Je ne suis pas fou, protesta t-il, j'ai une meilleure perception du monde que toi et tu ne veux pas l'accepter.
- T'as du détergent dans les veines ? Tu ne vois pas un dixième de ce que je peux entrapercevoir. Ne me parle pas de tes maigres dons alors que tu sais ce que j'ai accompli...
- Laisse la place aux meilleurs, aux jeunes générations, Pierre. Tu es né d'un monde qui ne voulait pas de toi, tu es obsolète et l'a toujours été.
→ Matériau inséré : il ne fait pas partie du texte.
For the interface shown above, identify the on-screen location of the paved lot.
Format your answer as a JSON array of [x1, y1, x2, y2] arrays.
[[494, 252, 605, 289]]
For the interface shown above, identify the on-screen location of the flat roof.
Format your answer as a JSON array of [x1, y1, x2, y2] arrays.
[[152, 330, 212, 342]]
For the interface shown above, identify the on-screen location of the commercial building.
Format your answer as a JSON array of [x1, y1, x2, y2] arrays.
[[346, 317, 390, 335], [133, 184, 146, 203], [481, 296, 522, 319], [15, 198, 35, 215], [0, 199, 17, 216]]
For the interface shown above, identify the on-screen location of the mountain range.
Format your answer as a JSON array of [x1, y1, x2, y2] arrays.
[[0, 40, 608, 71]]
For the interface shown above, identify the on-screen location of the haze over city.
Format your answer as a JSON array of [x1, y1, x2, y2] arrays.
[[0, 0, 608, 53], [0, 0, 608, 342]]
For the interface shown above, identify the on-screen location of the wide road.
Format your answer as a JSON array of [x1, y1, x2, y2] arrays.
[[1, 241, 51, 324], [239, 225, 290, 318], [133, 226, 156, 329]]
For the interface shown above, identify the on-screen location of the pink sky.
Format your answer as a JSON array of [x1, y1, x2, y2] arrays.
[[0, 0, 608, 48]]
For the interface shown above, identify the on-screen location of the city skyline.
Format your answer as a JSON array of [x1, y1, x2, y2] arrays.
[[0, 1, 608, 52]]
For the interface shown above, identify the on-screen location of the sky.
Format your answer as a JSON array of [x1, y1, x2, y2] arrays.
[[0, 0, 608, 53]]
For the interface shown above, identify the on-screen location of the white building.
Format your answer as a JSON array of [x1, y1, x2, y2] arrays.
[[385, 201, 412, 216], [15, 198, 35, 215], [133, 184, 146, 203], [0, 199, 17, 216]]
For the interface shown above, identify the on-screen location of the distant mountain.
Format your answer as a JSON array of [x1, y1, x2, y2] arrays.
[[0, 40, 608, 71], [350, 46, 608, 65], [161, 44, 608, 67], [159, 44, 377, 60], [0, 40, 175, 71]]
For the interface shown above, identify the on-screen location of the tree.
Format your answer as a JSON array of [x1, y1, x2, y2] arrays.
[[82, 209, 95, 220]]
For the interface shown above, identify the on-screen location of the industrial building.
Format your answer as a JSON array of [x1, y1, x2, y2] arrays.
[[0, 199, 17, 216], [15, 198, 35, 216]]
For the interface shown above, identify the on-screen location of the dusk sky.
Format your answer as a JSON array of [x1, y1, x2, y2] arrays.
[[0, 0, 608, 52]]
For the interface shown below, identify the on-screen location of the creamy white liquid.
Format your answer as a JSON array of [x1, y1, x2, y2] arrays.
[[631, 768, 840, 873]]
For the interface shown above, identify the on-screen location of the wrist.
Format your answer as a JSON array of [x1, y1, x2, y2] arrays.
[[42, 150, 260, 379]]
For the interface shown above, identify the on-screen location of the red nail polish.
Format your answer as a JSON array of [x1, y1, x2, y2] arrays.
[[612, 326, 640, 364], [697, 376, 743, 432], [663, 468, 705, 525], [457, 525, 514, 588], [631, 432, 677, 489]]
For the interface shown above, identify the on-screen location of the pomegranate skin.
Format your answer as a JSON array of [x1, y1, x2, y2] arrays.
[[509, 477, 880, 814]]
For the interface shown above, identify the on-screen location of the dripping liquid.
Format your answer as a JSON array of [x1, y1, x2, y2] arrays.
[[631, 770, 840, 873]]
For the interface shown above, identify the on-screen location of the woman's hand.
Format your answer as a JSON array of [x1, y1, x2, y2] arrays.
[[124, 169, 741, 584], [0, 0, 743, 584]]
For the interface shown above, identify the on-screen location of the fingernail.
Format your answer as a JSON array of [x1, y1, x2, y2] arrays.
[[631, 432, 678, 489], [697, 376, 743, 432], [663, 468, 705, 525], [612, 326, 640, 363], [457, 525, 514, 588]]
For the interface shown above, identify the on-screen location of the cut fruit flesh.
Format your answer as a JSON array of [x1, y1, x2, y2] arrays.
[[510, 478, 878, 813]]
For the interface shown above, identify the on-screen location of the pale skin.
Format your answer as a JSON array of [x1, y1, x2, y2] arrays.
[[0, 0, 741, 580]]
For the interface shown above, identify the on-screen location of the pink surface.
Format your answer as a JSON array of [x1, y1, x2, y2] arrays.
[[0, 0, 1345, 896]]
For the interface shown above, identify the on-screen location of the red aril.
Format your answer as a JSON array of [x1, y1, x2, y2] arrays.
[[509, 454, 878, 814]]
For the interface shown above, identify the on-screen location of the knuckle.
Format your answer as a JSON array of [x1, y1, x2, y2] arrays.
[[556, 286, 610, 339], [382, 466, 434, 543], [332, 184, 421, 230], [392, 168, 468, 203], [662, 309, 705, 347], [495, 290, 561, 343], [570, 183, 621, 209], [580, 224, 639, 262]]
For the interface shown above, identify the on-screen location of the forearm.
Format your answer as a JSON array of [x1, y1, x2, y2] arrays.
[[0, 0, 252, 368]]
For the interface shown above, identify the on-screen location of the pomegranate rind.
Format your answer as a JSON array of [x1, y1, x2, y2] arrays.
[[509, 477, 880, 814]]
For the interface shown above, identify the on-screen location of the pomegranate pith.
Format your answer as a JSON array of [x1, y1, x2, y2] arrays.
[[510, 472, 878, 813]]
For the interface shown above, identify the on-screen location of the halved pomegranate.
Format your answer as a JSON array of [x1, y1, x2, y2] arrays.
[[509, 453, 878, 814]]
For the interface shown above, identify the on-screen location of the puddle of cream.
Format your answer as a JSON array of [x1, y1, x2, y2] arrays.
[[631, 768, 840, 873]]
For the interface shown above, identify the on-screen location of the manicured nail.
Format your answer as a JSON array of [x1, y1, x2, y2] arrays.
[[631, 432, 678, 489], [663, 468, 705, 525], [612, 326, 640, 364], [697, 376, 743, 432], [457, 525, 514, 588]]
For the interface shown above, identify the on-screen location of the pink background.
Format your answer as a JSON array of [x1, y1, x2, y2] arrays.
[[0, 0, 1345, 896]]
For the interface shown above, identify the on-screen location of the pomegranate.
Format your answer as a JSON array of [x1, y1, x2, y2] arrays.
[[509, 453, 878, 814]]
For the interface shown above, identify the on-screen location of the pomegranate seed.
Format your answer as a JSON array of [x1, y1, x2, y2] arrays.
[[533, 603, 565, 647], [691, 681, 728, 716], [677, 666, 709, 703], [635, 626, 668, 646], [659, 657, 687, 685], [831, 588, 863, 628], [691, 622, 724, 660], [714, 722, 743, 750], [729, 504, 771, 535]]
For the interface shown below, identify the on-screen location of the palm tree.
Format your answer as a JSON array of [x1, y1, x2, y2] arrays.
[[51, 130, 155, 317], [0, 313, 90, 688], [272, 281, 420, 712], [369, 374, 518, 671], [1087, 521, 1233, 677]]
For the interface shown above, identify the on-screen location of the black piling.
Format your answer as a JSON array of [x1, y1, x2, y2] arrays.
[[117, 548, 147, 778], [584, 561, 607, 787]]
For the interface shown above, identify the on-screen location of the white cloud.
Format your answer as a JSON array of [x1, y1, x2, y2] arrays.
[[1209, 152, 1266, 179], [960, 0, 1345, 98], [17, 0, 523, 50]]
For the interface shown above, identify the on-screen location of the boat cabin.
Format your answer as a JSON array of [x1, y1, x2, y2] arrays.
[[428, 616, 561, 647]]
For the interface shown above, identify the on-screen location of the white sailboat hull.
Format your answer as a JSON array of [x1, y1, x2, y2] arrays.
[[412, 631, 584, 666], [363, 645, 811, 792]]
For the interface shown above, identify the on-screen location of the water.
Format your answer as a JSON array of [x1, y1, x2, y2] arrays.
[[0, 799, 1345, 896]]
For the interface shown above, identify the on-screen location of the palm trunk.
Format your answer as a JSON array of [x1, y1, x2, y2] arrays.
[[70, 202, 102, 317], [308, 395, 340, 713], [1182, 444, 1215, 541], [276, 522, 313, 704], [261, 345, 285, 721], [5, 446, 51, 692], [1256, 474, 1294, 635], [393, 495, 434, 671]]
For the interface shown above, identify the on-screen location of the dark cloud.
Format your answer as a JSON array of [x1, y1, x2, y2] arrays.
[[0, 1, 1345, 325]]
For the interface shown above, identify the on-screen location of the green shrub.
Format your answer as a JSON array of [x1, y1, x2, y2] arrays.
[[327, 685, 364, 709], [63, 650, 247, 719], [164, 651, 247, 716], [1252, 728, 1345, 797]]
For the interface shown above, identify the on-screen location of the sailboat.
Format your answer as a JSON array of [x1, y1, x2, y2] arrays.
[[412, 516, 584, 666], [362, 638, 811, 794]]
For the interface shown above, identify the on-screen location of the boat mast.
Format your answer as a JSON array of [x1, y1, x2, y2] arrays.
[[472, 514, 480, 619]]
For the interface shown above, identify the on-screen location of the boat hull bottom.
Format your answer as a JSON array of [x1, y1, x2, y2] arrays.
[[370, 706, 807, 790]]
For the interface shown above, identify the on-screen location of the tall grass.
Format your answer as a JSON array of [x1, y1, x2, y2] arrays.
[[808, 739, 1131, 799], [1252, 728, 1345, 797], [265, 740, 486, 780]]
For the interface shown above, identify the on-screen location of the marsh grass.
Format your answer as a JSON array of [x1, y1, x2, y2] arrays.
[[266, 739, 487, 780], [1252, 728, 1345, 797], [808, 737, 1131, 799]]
Comme tous tes confrères.
- Écoute moi, siffla Pierre, je suis venu ici pour avoir une petite conversation avec un homme de ta connaissance. Ce n'est pas parce que votre cher papa vous a inclus dans ce foutu projet que je dois nécessairement m'incliner devant vous, est-ce clair ? Je te domine, toi et tes dons artificiels. Je suis la chair d'Ynis, son sang, son âme. Peux tu en dire autant, Aaronsmith ? »

Balthazar fronça les sourcils, il n'était plus dans sa nature de s'incliner devant quiconque. Néanmoins il sut entrevoir à temps le danger que représentait Pierre Lonin. Ce dernier lui adressa un sourire froid, et quand Balthazar se mit en route, il le suivit. Les coursives semblaient s'étendre, se distordre. Les tuyaux et les parois semblaient à la fois se rapprocher et s'éloigner, on aurait pu croire à un gigantesque estomac mécanique. Seul le bruit des pas des deux hommes résonnaient dans la pénombre. Ils remarquèrent que l'éclairage était presque inexistant, ce genre d'ambiance se prêtait aux divagations de l'esprit. Mais Pierre Lonin avait d'autre choses en tête, comme l'entrevue qu'il allait mener avec ce personnage de l'ombre, cette épine dans le pied de tout Latagore. Il allait enfin savoir ce qui se passait en son pays. Bientôt...

En émergeant de ses pensées, il vit que Balthazar l'attendait devant une porte noire banale dans un hall gris presque vide. Pierre se retourna, un ascenseur se trouvait derrière lui. Il sembla le jauger un instant du regard et eut un sourire, « Ingénieux. » fut son seul commentaire. Il se retourna, Balthazar lui sourit et lui ouvrit la porte.